If you feel the need to emotionally tweak someone, I suggest it be the woman you moved out there to be with, because I have said anything that needs to be said.
Happliy,
Your Ex"


----------



## survivorwife (May 15, 2012)

COguy said:


> Just make sure if you do this your child is at least 18. If you're kids are under 18 and they receive inheritance from you, the court will likely award their parent (your ex) as the property guardian. Having almost the same effect of just leaving your stuff to your ex.
> 
> It's best if you can leave it to someone else you could trust (parent or sibling) with the express instructions that they use the money for the children.


My son is over 18 so no problem. If one's children are under 18, they can leave their property to a trusted family member *IN TRUST* for the benefit of the children, that way they have it in writing that their properties is for the benefit of the children (and not a person/family member that they thought they could trust because sometimes that doesn't work out so well. And by deliberately *NOT* naming the ex-spouse in the document, they avoid any chance that the EX gets the property.


----------



## 3Xnocharm (Jun 22, 2012)

JWTBL said:


> Does he not understand what it means to be divorced? I have no thoughts or plans for his retirement money, and don't understand why he thinks he should get my share if I die? He loves to play games with my emotions, so now he's laying some guilt trip on me because I'm leaving my share of the money we saved to my kids and not him? *Opinions please! *Thanks.

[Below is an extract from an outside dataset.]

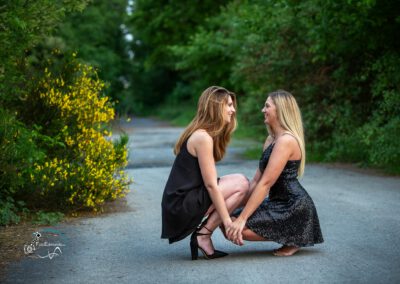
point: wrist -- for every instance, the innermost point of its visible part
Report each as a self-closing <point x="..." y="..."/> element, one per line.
<point x="227" y="221"/>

Self absorbed, passive aggressive a$$hole, thats my opinion.  Next time he asks such a CLEARLY out of bounds question, tell him its none of his damn business.


----------



## JWTBL (May 28, 2014)

I love all your responses! Thank you all. He actually had me feeling guilty, which is so much of what our relationship was about. My kids are all over 18, so it will all go to them. Not that I'm planning to kick the bucket anytime soon, my mom is 92 and still going strong!
Thank you all so much for caring enough to reply, and I hope I can contribute some words of experience sometimes as well.


----------